Surely that is unethical
It's not doing the best for their patients
It's condemning patients to a life of utter misery which surely goes against what they took an oath for in the first place
Aren't they supposed to preserve life not trash it
Unfortunately, or fortunately for many, levo works. Its those of us for whom it doesn't work who are out on a limb.
Of course specialists should be aware that sometimes human bodies react badly to some of the prescriptions but they don't recognise that with regard to levothyroxine.
As your probably know, some cannot take paracetamol which millions can take without apparent reactions.
A guideline is there to guide it isnt an order and leaves room for individual variance from that guideline if needed. It seems that GP's are just not prepared to vary from it regardless.
Round here Southampton Laboratores ignore any GP request for T3 blood test and dont say they are not doing it either. l get the impression that that is because if it is shown to be necessary then the GP is obligated to prescribe it. (l dont know for sure whether this is so) l am aware the amount a Surgery prescribes on Drugs is recorded and they can be told they are over budget. Expect you know UK is charged the highest price in Europe, and it can be bought in France or Greece for 2-3 Euros
I am currently on T3 from Greece, my endo asked to see the packaging and I showed him the cost, he was stunned!
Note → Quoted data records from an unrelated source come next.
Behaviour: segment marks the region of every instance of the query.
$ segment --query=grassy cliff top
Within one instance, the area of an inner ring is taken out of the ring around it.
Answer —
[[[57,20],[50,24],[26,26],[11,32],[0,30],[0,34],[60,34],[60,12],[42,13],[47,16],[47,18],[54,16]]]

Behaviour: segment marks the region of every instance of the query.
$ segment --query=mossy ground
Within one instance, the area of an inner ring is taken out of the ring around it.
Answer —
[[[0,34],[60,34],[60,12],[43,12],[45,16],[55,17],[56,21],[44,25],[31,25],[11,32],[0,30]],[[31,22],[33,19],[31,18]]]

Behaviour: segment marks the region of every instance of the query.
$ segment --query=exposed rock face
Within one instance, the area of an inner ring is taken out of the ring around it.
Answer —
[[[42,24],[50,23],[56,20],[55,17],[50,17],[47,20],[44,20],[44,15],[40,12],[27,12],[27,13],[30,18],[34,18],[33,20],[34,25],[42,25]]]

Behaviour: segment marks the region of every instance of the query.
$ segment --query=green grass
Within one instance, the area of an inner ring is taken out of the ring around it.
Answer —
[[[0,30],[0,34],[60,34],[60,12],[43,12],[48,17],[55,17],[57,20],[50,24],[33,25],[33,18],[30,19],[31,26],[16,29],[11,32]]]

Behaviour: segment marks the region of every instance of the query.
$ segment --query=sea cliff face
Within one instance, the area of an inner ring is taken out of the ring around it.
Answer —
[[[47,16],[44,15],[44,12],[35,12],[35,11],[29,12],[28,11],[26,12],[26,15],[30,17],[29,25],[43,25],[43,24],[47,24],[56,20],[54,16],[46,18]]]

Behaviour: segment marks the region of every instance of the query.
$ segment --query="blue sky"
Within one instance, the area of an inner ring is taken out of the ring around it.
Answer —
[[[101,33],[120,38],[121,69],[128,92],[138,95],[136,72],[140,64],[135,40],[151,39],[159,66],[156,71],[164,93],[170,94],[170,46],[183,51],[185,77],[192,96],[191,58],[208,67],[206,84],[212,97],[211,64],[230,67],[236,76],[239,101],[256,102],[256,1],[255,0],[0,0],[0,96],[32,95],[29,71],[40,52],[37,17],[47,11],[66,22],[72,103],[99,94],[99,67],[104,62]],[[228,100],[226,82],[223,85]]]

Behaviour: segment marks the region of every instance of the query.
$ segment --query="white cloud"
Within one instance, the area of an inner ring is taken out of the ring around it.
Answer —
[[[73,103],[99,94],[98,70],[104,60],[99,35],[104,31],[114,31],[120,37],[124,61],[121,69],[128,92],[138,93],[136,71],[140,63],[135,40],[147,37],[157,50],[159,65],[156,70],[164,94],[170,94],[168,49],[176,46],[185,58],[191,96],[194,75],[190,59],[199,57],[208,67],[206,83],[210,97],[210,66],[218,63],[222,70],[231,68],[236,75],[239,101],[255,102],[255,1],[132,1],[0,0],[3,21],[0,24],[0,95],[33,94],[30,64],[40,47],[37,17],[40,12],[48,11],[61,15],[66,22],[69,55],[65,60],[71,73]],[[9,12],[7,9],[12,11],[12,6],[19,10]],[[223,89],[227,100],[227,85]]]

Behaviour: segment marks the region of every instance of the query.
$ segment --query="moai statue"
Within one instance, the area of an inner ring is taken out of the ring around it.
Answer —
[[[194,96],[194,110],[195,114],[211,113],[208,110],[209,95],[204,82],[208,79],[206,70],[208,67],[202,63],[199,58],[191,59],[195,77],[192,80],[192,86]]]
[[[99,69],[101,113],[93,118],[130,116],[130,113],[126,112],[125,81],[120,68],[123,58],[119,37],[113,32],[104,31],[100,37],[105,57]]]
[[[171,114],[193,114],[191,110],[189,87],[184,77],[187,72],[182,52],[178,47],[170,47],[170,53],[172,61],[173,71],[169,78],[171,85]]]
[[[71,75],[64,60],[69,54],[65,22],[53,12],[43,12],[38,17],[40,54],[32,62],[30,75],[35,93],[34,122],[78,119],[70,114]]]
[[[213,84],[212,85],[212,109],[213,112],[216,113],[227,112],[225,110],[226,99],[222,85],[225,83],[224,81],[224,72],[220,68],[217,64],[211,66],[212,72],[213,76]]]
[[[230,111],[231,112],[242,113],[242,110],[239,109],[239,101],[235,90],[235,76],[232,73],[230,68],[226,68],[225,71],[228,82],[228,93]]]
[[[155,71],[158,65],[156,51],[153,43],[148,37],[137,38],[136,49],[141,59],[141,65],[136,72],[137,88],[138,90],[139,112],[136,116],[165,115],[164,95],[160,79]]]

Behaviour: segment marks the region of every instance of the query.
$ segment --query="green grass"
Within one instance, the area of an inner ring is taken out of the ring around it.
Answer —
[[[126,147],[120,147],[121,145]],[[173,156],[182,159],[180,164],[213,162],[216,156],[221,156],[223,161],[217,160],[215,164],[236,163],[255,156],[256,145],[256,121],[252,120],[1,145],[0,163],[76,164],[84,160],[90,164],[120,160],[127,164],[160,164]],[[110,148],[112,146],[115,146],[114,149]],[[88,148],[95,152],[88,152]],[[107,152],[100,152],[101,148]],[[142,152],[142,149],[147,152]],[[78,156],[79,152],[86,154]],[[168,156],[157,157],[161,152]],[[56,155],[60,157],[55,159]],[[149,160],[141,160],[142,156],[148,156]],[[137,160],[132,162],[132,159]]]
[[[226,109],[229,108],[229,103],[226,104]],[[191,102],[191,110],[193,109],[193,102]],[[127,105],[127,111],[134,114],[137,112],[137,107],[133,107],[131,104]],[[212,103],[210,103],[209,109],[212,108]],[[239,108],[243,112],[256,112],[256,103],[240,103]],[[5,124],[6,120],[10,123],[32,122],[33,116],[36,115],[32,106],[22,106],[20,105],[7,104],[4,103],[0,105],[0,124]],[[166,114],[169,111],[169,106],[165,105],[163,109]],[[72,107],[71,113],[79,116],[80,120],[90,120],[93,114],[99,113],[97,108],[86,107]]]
Which prompts me to ask: What is this stunned endo going to do to ensure that liothyronine is available at a sensible cost for all who need it in the UK?
Good, glad the Endo saw it. A friend was Manager in NHS and can not under- stand why no one ever queries what NHS is charged in any area. For instance l gather WE can buy lxpkt Copy paper up the road - cheaper than the NHS is charged for quantity. l gather the price of T3 was £11/month before the only company that makes it was sold to some 'rip off' enterprise
Could you please tell me how you import the T3 from Greece? Is it a company who specialises in bringing it into the UK. And does it work in the same way as the T3 we have been used to taking while it was prescribed for us? I am about to start thinking about sourcing T3 in this way as since stopping taking it I am feeling very unwell.